Line the bottom of the pan with the gingerbread cookie dough, then cut to fit. Press any seams together with your fingers.
Bake until dry and just beginning to color, 10 to 12 minutes. If you also want cutout cookies to decorate the top of your cheesecake, simply cut them out, place on a parchment-lined cookie sheet, and bake for eight to ten minutes (depending on size) while you bake the crust. Cool the crust (and cookies) while you make the cheesecake filling; turn the oven down to 325 degrees F.

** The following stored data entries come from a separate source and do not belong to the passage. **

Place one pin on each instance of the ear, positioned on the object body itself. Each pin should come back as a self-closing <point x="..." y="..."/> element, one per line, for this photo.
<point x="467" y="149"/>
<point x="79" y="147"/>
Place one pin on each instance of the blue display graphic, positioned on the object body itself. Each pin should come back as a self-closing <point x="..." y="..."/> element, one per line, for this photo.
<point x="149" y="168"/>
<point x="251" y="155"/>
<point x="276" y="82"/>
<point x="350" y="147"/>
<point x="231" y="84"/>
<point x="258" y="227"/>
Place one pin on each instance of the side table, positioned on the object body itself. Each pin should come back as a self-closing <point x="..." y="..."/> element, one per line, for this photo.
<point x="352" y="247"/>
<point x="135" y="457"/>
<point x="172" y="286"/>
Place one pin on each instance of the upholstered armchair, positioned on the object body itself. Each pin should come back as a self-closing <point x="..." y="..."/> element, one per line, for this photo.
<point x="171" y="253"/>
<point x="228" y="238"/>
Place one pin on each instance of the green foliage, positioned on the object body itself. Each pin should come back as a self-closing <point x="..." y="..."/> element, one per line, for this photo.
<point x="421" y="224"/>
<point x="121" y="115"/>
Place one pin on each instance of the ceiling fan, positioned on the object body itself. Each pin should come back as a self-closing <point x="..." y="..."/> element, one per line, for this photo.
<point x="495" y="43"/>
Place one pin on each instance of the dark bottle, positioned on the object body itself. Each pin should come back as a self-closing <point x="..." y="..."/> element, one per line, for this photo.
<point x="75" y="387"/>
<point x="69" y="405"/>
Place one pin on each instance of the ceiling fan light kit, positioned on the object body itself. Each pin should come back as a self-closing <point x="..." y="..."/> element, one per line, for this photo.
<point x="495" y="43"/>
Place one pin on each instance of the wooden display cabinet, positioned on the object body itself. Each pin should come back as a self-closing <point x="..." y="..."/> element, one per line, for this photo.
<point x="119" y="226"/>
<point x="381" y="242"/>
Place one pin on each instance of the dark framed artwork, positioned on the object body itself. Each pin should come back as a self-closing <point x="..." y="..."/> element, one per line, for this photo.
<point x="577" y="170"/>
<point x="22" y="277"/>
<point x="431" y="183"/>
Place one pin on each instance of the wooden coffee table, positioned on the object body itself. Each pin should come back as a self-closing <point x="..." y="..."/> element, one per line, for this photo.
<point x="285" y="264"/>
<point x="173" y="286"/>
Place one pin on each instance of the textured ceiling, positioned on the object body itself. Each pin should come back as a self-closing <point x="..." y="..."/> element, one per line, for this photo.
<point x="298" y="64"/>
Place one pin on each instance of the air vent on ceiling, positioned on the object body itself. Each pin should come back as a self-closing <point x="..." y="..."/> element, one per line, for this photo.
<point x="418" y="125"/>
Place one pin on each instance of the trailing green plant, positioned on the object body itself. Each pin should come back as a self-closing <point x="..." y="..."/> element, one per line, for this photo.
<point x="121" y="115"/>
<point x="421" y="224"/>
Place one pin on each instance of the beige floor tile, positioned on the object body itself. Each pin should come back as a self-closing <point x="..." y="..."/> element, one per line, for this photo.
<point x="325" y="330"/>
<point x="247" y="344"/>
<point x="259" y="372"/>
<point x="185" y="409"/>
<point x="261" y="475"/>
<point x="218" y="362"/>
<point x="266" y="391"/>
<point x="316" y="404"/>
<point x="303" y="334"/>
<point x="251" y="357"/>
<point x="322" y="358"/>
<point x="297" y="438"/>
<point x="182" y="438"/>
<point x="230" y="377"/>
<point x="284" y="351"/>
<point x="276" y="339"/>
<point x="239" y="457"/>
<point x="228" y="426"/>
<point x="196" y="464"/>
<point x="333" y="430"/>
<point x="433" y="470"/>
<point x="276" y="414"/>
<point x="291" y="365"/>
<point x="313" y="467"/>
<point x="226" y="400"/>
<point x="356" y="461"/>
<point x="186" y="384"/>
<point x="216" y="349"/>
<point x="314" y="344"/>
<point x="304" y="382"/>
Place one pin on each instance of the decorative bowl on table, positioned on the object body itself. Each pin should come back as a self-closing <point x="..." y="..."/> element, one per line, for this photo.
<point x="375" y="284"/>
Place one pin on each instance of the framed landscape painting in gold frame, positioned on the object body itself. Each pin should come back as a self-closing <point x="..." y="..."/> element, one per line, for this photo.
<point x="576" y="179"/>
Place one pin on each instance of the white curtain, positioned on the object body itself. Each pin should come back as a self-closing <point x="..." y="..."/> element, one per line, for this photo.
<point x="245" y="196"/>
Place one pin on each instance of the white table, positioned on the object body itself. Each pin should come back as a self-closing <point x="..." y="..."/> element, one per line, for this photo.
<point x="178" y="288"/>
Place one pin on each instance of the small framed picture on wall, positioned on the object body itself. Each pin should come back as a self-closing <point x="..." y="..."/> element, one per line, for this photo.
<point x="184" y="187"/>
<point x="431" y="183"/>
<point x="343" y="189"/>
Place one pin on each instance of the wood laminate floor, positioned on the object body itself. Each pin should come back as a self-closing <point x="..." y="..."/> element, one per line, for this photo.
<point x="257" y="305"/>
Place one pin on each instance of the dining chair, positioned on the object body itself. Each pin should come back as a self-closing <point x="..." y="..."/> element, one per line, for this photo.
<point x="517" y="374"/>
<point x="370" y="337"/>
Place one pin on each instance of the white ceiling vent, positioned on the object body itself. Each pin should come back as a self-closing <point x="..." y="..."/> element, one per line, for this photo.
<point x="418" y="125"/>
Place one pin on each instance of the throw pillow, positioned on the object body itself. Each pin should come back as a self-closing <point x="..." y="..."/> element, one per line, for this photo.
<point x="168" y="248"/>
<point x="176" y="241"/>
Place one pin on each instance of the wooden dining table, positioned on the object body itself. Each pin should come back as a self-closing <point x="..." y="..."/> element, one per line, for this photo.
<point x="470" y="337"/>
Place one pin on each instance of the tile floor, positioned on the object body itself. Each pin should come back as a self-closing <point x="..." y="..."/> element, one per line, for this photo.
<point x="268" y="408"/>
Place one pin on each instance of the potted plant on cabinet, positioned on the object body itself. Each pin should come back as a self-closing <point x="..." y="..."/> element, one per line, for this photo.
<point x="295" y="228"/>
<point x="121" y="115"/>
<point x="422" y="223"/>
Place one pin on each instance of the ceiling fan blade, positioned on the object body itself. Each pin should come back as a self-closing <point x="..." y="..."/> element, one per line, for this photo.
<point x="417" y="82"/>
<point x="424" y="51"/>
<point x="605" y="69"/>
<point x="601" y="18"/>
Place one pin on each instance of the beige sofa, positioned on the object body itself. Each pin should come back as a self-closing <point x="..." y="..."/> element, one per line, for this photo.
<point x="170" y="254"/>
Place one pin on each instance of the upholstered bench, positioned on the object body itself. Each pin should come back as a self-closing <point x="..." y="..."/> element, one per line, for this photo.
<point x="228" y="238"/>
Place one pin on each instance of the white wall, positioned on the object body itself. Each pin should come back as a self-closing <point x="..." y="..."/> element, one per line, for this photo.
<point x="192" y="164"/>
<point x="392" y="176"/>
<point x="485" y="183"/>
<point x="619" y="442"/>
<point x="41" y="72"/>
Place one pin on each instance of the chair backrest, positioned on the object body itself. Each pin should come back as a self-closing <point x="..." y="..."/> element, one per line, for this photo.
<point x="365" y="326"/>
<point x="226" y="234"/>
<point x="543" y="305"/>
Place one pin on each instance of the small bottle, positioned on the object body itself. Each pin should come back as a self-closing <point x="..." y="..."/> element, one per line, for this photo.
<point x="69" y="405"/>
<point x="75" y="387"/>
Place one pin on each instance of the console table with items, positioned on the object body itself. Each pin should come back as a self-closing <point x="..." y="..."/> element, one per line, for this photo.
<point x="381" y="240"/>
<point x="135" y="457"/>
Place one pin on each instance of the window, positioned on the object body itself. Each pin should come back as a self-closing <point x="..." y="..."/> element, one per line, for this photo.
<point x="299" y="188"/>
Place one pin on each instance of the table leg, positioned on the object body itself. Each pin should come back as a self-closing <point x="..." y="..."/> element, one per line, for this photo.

In a stand mixer fitted with a paddle attachment on medium-high speed, beat the cream cheese until creamy, about 3 minutes. Add the sugar gradually and beat until creamy, about 3 minutes. Beat in the molasses, scraping down the bowl as needed. Beat in the vanilla, then beat in cinnamon, ginger, cloves, nutmeg, and salt. Beat in the eggs one at a time, scraping down after each addition, allowing each egg to be absorbed before continuing. Beat in the flour. Make sure the batter is ultra-smooth. Scrape the cheesecake batter over the cooled crust and spread into an even layer. Place the foil-wrapped pan in a larger roasting pan and add enough hot water to the larger pan to come up the sides about 1 inch.
Bake the cheesecake for 1 hour to 1 hour 5 minutes. The top should look a bit dull and puffed; the center will still jiggle slightly.
While the cheesecake bakes, whisk together the sour cream, sugar, and vanilla; set aside.
Gently pour the sour cream layer on top of the cheesecake and spread into an even layer. Bake for 10 minutes, but no longer. Remove the pan from the water, then unwrap the foil and cool completely on a rack. Refrigerate at least overnight. Once chilled, the cake may be wrapped in plastic wrap and refrigerated for up to 24 hours.
Before serving, run an icing spatula around edge of cheesecake to loosen; remove the sides of the pan and place on a display platter. Decorate with the cookies, if you like, or grate fresh nutmeg over the top right before serving.